Opgepakt bij een razzia
Deze gijzelaars worden opgepakt bij grootscheepse razzia’s ter vergelding van
verzetsacties zoals liquidaties en sabotage, maar soms ook om stakingen te breken.

Bij grote stakingen worden groepen mensen opgepakt, en dus gegijzeld, met de bedoeling de stakingen te breken. Dit gebeurt bij de Februaristaking van 1941 en de April-Meistakingen van 1943. Bij April-Meistakingen zijn met dit doel ook mensen ter plekke doodgeschoten. De opzet slaagt: de schrik zit er goed in en binnen enkele dagen hervatten de stakers hun werk.
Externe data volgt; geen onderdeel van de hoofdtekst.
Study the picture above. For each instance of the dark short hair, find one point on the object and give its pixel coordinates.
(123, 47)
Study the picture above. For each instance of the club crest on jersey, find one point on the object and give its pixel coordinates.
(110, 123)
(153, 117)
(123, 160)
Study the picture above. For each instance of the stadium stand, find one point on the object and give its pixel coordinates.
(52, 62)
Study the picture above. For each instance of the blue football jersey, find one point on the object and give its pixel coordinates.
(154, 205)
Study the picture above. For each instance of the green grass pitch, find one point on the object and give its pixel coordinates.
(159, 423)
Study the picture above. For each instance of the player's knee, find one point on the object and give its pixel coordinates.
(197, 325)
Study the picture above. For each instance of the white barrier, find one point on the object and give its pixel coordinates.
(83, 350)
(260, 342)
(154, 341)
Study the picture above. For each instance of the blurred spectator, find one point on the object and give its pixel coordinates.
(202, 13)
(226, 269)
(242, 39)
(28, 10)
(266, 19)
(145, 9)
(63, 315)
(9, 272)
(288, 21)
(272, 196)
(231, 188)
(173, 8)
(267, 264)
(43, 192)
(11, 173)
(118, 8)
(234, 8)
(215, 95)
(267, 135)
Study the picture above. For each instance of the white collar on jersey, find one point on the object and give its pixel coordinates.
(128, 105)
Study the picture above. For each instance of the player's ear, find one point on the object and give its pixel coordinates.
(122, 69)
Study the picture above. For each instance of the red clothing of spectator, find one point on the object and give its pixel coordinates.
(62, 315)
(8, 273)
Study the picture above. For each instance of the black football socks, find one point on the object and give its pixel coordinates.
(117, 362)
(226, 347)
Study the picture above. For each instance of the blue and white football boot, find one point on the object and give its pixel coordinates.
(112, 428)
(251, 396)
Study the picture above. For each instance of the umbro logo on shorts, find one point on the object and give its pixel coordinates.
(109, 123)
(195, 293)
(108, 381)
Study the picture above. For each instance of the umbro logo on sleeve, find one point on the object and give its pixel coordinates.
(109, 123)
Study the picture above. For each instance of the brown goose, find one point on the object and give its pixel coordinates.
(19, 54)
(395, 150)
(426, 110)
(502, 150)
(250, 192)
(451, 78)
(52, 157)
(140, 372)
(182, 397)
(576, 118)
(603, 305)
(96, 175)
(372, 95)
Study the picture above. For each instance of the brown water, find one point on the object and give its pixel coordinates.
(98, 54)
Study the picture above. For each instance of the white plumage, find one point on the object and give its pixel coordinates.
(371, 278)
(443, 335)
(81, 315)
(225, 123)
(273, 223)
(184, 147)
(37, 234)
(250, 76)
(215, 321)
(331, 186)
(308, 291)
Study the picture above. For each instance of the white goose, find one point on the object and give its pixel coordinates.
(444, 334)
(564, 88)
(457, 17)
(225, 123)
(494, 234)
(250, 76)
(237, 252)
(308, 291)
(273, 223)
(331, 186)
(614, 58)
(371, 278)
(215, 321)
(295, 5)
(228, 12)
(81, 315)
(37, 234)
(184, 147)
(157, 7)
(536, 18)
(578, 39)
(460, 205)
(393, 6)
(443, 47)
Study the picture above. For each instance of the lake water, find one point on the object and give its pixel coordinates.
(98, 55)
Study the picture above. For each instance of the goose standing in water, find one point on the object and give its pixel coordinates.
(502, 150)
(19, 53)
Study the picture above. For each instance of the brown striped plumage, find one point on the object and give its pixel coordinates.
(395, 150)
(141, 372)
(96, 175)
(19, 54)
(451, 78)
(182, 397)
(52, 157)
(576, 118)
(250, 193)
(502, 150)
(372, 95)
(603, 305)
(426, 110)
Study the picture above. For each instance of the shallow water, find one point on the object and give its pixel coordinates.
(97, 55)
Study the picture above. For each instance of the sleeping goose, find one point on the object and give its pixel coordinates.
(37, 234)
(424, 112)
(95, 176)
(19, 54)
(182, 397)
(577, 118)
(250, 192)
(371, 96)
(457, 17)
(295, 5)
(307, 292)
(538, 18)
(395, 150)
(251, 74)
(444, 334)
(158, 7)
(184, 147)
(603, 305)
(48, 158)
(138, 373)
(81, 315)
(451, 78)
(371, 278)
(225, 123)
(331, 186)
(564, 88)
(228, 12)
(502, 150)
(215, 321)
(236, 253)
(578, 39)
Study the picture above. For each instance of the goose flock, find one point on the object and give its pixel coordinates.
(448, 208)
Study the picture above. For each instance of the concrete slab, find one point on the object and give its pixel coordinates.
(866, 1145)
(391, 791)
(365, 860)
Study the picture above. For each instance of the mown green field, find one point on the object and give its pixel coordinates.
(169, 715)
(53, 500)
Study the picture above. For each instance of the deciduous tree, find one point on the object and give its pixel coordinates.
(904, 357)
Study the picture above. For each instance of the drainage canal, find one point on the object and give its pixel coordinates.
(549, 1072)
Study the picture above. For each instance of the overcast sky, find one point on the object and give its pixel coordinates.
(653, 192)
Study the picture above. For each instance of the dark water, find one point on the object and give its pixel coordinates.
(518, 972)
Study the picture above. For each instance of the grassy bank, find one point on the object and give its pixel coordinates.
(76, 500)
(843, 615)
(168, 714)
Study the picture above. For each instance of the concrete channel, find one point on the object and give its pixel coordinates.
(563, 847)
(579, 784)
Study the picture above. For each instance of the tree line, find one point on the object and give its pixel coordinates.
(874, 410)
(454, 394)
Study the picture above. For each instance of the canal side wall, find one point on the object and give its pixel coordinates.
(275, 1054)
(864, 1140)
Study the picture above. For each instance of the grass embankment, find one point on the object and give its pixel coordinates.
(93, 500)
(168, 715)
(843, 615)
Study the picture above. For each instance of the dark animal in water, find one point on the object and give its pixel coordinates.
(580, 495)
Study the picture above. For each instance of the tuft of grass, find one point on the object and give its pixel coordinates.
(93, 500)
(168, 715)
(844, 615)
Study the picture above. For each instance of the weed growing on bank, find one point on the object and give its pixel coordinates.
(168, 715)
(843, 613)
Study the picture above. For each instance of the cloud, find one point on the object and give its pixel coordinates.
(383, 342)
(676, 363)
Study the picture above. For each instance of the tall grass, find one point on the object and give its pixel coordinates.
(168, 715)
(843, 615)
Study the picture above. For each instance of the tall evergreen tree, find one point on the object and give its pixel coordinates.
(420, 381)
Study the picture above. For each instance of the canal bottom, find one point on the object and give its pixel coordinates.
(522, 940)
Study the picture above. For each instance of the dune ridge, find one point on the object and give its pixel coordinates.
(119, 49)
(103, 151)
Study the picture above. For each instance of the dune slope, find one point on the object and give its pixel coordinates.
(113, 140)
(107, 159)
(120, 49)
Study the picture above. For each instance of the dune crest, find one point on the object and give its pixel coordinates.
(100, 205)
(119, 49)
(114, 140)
Ook na liquidaties, sabotageacties, brandstichtingen en na enkele aanslagen van het verzet organiseren de Duitsers dergelijke razzia’s. Naarmate de oorlog vordert, gebeurt dit vaker en worden grotere groepen mensen gearresteerd. Maar ook het verzet groeit. Verzetsgroepen realiseren zich terdege dat bij iedere actie die zij plannen het gevaar van een vergelding of razzia bestaat. Toch staan deze risico’s nieuwe acties niet in de weg. In die zin is dit Duitse pressiemiddel een mislukking.

Kenmerk van deze groep gijzelaars – in totaal ongeveer 3500 mensen – is dat zij elkaar vaak kennen omdat zij in dezelfde omgeving wonen als waar ze worden opgepakt. Dikwijls zijn de razziagijzelaars zelfs familie van elkaar. Dit maakt hun verblijf in de verschillende kampen dragelijker, ondanks de zeer slechte omstandigheden. De gijzelaars komen meestal terecht in Amersfoort en Vught en worden van hieruit naar werkkampen in Duitsland gestuurd. Naar schatting 15 tot 20% van hen overlijdt daar of na thuiskomst door de erbarmelijke leef- en werkcondities in de kampen.